Good news for oyster eaters—sort of. Oil from the BP/Deepwater Horizon spill hasn’t hit Lousiana’s oyster reefs yet, but according to the National Ocean Service and the National Oceanic and Atmospheric Administration, it could within days. Yesterday I talked with Thomas Soniat, a professor and researcher at the University of New Orleans’ Department of Biological Sciences, and he told me that, yes, oysters will take up oil as the slick comes through, so you wouldn’t want to eat oysters harvested around that time—they’d even taste like oil.
But: “Oysters are very good at cleansing themselves. They’re very resilient.” The process, if you want to impress your friends with the fancy name, is called depuration, and self-cleansing oyster tissue means that they’re safe—and delicious—to eat again just two weeks after their exposure to oil ends. (They also filter the water around them; one design firm has suggested cultivating oyster villages in Brooklyn’s Gowanus Canal to help clean up the Superfund site.) The only thing they can’t cleanse is the bad post-spill PR. “The public-perception problem persists much longer than the true problem,” Soniat says, “and expands over a much broader geographical area.”

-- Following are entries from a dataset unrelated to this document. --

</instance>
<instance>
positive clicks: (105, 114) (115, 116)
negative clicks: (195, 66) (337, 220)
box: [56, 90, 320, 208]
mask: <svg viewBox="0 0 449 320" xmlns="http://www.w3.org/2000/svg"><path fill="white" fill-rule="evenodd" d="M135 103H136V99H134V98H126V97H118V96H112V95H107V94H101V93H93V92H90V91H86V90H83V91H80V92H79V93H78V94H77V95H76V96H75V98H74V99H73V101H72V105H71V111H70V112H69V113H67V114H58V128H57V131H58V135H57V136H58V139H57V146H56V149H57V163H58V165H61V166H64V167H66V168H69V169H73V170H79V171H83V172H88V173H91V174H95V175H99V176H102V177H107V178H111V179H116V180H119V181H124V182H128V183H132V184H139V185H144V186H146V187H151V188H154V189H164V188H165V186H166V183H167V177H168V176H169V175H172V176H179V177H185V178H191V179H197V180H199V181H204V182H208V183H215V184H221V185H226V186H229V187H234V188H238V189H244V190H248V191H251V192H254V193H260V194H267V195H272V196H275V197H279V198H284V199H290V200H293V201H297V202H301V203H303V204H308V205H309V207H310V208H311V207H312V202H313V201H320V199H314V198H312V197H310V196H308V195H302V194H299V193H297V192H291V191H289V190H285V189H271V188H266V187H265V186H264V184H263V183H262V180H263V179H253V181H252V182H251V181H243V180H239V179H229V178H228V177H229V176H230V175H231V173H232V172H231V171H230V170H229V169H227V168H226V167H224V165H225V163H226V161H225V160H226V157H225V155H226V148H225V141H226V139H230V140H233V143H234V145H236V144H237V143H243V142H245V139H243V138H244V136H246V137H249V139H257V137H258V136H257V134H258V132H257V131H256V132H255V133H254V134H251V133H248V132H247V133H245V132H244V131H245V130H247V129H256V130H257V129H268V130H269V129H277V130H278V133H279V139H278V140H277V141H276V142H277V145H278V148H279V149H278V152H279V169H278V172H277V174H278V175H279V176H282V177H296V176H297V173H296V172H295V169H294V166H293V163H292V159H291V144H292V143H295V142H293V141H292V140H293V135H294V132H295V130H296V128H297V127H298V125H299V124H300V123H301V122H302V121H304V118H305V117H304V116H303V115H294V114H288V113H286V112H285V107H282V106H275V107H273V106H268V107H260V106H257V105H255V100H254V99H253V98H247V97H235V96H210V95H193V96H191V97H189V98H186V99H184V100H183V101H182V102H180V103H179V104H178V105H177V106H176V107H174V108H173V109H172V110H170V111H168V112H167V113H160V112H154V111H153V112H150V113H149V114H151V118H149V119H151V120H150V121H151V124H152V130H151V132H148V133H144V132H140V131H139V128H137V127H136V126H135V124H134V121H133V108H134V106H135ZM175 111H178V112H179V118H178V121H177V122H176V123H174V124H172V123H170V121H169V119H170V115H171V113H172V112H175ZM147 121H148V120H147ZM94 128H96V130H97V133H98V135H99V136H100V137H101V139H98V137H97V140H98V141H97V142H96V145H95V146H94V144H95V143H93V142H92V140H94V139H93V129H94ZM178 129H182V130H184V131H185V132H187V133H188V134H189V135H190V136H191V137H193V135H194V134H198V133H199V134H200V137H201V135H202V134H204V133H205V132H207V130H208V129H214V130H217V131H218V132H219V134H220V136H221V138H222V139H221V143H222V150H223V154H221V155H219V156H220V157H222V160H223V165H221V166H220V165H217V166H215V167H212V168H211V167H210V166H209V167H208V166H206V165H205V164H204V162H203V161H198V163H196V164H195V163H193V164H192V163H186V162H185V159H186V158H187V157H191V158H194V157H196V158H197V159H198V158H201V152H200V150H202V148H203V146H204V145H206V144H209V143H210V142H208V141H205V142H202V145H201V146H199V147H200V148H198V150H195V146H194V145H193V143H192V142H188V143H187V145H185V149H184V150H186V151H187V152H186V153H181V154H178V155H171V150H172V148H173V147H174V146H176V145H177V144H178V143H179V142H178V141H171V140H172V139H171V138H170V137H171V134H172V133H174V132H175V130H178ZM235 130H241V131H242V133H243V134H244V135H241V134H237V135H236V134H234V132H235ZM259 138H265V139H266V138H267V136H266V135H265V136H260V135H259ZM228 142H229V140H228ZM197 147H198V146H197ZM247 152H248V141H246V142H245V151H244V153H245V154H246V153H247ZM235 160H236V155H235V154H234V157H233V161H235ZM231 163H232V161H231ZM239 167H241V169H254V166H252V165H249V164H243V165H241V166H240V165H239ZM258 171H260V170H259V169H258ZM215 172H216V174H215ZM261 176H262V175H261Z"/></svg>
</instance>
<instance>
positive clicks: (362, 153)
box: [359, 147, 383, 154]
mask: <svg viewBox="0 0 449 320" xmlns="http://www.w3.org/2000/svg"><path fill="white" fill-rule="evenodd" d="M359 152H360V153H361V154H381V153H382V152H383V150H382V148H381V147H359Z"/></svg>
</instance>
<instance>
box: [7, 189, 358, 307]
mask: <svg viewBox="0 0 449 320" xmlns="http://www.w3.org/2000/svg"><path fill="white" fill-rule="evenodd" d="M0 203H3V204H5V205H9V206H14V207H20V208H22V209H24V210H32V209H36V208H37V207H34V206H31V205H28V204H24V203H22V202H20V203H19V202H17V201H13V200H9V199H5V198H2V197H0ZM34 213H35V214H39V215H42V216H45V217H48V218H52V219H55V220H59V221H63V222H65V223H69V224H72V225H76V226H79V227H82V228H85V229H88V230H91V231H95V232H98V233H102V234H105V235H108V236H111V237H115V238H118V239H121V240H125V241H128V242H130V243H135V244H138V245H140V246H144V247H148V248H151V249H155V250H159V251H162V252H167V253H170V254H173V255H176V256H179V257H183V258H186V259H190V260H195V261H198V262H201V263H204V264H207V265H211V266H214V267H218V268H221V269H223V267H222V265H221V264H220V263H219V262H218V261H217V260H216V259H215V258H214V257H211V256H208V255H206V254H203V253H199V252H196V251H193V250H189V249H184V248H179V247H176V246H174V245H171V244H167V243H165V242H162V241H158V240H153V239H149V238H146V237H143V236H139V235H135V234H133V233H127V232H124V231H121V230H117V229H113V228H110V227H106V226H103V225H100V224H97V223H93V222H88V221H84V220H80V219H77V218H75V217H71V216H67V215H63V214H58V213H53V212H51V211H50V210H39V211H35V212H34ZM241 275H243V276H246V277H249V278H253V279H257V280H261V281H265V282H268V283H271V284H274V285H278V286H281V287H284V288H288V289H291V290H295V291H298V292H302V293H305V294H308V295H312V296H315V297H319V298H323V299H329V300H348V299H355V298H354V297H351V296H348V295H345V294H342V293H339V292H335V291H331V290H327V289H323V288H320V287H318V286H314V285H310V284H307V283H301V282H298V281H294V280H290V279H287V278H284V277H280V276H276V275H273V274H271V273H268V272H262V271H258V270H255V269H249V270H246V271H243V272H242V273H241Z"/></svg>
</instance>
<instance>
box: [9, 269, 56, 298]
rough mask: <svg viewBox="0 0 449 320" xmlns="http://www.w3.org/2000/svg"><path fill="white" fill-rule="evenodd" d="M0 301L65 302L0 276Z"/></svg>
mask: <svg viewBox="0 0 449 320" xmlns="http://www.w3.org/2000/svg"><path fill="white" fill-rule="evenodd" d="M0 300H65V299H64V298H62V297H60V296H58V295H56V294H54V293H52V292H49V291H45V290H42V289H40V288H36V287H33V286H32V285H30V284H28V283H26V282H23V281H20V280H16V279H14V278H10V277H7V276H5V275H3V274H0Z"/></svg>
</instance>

Of course, depending on the slick’s ultimate size and the weather patterns, oil could settle over the reefs and cover them for an extended period of time, which could kill some of them and would lengthen the depuration process. Even so, Soniat is optimistic. “Oysters are very fecund”—fecund enough to weather an oil leak during spawning season, which this happens to be. “It’s not gonna destroy the oyster industry in Breton Sound on a permanent basis. The industry will survive. The oysters will survive. The reefs could be safe to open again within weeks.” That is, if the oil stops leaking so cleanup can really get under way. “It’s just hard right now because the extent of the hardship is unknown.”